Sorry for the long question. I decided to explain the context of the problem first as maybe there are other solutions to my problem. If you're in a hurry, just read THE QUESTION below.
(EDITED -- In the mean time I added some attempts to solve the problem. The fourth one has my final conclusion, you can jump straight to it.)
THE CONTEXT
I have a hash table filled with roughly 20k pairs (key(i),value(i)). I want to generate random lists like this one
[(key(213),value(213));(key(127),value(127));(key(89),value(89));...]
The restriction is that once I've chosen key(213) to be the first element of the list, not all keys can follow it (I have some other function 'decide' which can decide whether some key can be the next one in the list or not). So, I'd like to choose a random next element and check if it's appropriate -- in the example above key(127) was chosen. In the case that that element is rejected by my 'decide' function I'd like to pick another one randomly.

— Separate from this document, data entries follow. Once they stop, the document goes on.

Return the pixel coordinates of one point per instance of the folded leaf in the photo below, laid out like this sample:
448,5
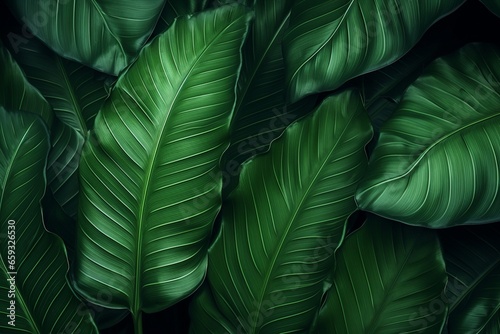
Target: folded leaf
282,224
76,93
103,34
17,93
149,184
331,41
389,279
261,113
32,257
472,256
436,163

But I wouldn't want to pick the same just rejected because I know it will be rejected again and not only would this be 开发者_高级运维inefficient, I also run the risk, if only a few keys can be the next ones, of taking a long time until I find an appropriate key. Note that there can be repetition, such as
[(key(213),value(213));(key(213),value(213));(key(78),value(78));...]
This is OK, as long as the 'decide' function accepts key(213) as the next in the list. So, all I need is a way to randomly enumerate the (key,value) pairs in the hash table. Whenever I have to choose a key, I create an enumeration, which I consume by checking each new element with the 'decide' function (so, no repetitions occur) and when I find one I add it to the list and proceed incrementing the list. The thing is that I don't want this enumeration of the hash table to be the same every time. I want it to be random. (This has to do with the structure of the search space I have in my particular problem which is not relevant here.)
I can of course implement this by generating random integers and using just lists -- that's what I'm currently doing. But, as this is something I run into quite frequently, I wonder if there is some random enumeration facility for hash tables somewhere.
THE QUESTION
Is there some random enumeration function for hash tables somewhere? I am aware of the function BatHashtbl.enum (Batteries library) but I think it will always give me the same enumeration for the same hash table (is this correct?). Also, there doesn't seem to exist anything of the sort in that BatHashtbl module. I'd be interested in something like
random_enum: ('a, 'b) t -> int -> ('a * 'b) Enum.t
which, when provided with a hash table and some integer as a seed for the random generator, will give a different random enumeration of the hash table. Any ideas?
Thanks for any help!
Best, Surikator.
FIRST ATTEMPT
After Niki's suggestion in the comments, and looking in more detail through the Batteries Library, I've come up with this
let rand_enum ht n =
BatRandom.init n;
let hte = BatHashtbl.enum ht
in let s = BatRandom.shuffle hte (* This returns*)
in Array.to_list s
which has the type
val rand_enum : ('a,'b) BatHashtbl.t -> int -> ('a*'b) list
It uses the Fisher-Yates algorithm for the shuffling which runs in O(n). It returns a list instead of an enumeration and that is quite annoying, because it means that even if I'm happy with the third element of the list obtained with rand_enum, the function will still compute a random enumeration for the whole 20k elements in the hash table.
Best, Surikator
SECOND ATTEMPT
I defined the module RndHashtblEnum as
(* Random Hashtable Enumeration Module *)
type ('a,'b) t = {
ht:('a,'b) BatHashtbl.t;
mutable ls:('a*'b) list;
f: (('a,'b) BatHashtbl.t -> ('a*'b) list)}
let shuffle ht =
let hte = BatHashtbl.enum ht
in let s = BatRandom.shuffle hte
in Array.to_list s
let create ht n = (BatRandom.init n; {ht=ht;ls=shuffle ht;f=shuffle})
let rec next re =
match re.ls with
| [] -> re.ls<-(re.f re.ht);next re
| h::t -> re.ls<-t; h
It has the new type t for random enumerations of hash tables. This type stores the hash table we wish to enumerate, the list we will be enumerating from and a function to compute a new enumerated list (from the hash table) once the list we have runs out. Once the list has run out, when we ask for a new random element of the hash table, the type t automatically puts a new random list created from the hash table.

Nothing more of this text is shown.